# Summer Solstice Stonehenge



## RadishRose (Jun 20, 2020)

https://www.forbes.com/sites/valeri...e-solstice-live-from-stonehenge/#3a19e16d596d







*This year’s summer solstice is set to take place at 10:43 pm GMT on June 20 (5:43 pm EDT / 2:43 pm PDT), at the point when the earth’s northern pole is most tipped toward the sun. This marks the longest day and shortest night of the year for the northern hemisphere – an important day for prehistoric farmers and herders whose livelihood relied on an understanding of the seasons in the time before watches and calendars. *


----------



## Kaila (Jun 20, 2020)

It fascinates me that people, very long ago, figured out some of the basics about our planet,
including the poles, and the equator, and gave them names.....


----------



## Em in Ohio (Jun 20, 2020)

How often does a Summer Solstice coincide with a Solar Eclipse?  (Fascinating Article!)

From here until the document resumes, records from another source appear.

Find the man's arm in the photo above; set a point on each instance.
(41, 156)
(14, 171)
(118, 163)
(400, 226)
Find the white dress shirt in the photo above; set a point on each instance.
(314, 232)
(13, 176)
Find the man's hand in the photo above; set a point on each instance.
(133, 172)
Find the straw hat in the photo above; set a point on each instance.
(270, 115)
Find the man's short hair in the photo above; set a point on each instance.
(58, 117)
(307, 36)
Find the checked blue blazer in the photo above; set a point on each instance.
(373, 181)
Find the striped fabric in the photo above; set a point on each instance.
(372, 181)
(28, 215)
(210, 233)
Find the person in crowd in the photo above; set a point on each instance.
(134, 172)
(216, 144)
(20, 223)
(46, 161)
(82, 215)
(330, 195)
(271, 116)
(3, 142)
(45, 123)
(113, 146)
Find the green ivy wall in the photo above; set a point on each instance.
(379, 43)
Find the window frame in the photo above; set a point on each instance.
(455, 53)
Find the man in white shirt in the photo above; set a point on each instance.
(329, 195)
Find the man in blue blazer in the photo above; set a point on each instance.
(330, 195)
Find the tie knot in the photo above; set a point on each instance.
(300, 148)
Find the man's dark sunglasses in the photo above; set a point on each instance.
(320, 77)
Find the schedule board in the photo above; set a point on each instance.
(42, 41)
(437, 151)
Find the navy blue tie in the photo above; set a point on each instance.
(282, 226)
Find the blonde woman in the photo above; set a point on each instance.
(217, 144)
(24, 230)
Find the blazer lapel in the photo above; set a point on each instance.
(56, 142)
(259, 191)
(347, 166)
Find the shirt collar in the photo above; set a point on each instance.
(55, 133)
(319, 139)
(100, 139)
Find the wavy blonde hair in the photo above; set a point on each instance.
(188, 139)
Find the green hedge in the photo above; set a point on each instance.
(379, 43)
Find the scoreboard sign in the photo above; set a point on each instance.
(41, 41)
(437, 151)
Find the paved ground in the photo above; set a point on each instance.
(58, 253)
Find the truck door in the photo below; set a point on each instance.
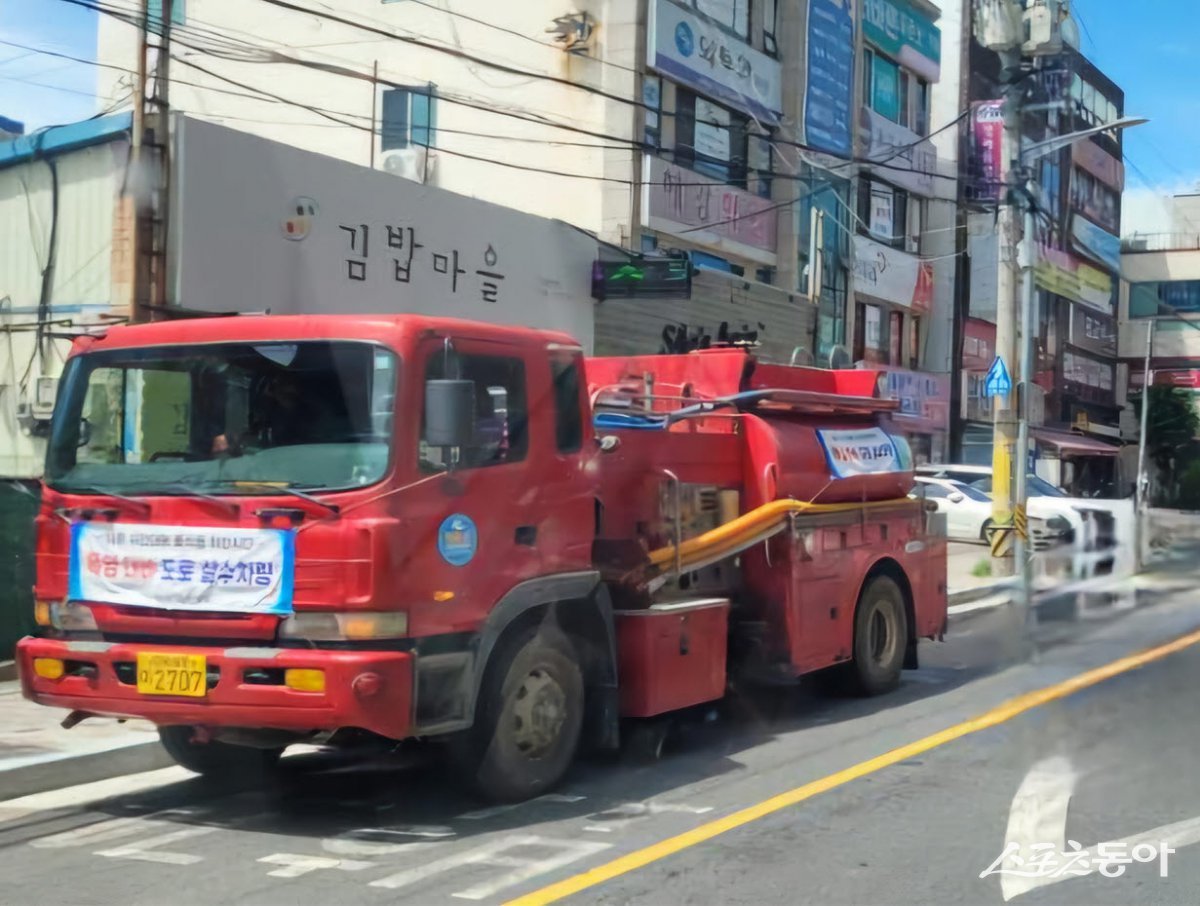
(475, 516)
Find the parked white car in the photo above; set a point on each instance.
(967, 509)
(1095, 529)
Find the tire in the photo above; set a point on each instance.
(528, 719)
(217, 760)
(881, 637)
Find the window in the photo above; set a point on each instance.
(568, 412)
(731, 15)
(769, 23)
(306, 414)
(409, 118)
(886, 213)
(652, 97)
(501, 411)
(154, 15)
(1096, 199)
(709, 138)
(895, 93)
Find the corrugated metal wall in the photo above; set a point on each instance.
(82, 286)
(781, 321)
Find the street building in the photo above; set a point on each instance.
(1075, 408)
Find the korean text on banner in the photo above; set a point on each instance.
(863, 451)
(829, 89)
(191, 568)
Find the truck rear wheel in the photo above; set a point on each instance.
(527, 719)
(881, 636)
(214, 759)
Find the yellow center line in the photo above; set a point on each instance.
(1005, 712)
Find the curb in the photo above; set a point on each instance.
(973, 594)
(75, 769)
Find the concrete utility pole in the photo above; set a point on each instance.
(1141, 487)
(1005, 426)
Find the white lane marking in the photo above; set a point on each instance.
(293, 865)
(149, 851)
(1038, 815)
(88, 834)
(87, 793)
(621, 816)
(987, 604)
(498, 855)
(491, 813)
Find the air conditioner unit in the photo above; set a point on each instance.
(414, 163)
(1043, 35)
(45, 391)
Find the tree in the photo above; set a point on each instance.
(1173, 425)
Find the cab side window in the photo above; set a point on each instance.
(564, 372)
(502, 419)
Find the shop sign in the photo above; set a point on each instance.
(885, 273)
(1096, 243)
(905, 35)
(706, 211)
(987, 150)
(911, 161)
(829, 87)
(701, 55)
(1065, 275)
(924, 400)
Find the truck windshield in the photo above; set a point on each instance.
(311, 414)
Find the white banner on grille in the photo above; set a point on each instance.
(196, 568)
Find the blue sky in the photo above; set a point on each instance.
(1147, 48)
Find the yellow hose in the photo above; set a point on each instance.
(748, 526)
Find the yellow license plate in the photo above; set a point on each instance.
(172, 675)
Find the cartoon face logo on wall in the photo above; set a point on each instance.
(300, 219)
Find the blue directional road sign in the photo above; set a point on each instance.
(997, 383)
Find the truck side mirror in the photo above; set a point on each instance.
(449, 412)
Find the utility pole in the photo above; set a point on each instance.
(1005, 421)
(160, 214)
(129, 281)
(1143, 484)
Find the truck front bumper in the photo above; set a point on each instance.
(366, 689)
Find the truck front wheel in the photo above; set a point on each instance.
(214, 759)
(527, 719)
(881, 636)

https://www.forbes.com/sites/starts...t-to-happen-just-how-rare-is-it/#52ebf3102db7


----------



## Kaila (Jun 20, 2020)

Wow!!
Incredible article, Em!


----------



## Em in Ohio (Jun 20, 2020)

Enjoy your Day - The longest day and shortest night here.  Sadly (to me), it's all downhill from here  /-;    Already, days will be getting shorter and nights longer.  While lots of folks celebrate the Summer Solstice, it's not my favorite event in any given year.  Before we know it, it will again be getting dark by the late afternoon!


----------



## Meanderer (Jun 20, 2020)




----------



## Ruthanne (Jun 20, 2020)

RadishRose said:


> https://www.forbes.com/sites/valeri...e-solstice-live-from-stonehenge/#3a19e16d596d
> 
> 
> 
> ...


That is just gorgeous RR!


----------



## Em in Ohio (Jun 20, 2020)

Repost:  
I hope to be awake to see it live around 1 AM on 6.21.20, if my math is right for Ohio!
If I manage it, I'm going to watch on:

https://www.timeanddate.com/eclipse/solar/2020-june-21 (click 'Watch it live.')


----------



## Meanderer (Jun 21, 2020)

31 Facts You Never Knew About the Summer Solstice





*The summer solstice isn't exclusive to Earth*
All the planets in our solar system have summer solstices. Mars's solstice occurs a few days after Earth's in June. On Uranus, the summer solstice happens once every 84 years. The next one will occur on October 9, 2069. Each season lasts for 21 years. Talk about a never-ending winter!


----------



## Em in Ohio (Jun 21, 2020)

Meanderer said:


> 31 Facts You Never Knew About the Summer Solstice
> 
> 
> 
> ...


Thanks for the links!  I'll look forward to viewing them later today!  Update - Well, actually it wasn't that much later!  Way too hot and humid by the time I did just a bit of yard work!  The link is great and has so many other links, I can read all day!  Much appreciated! ~ Em


----------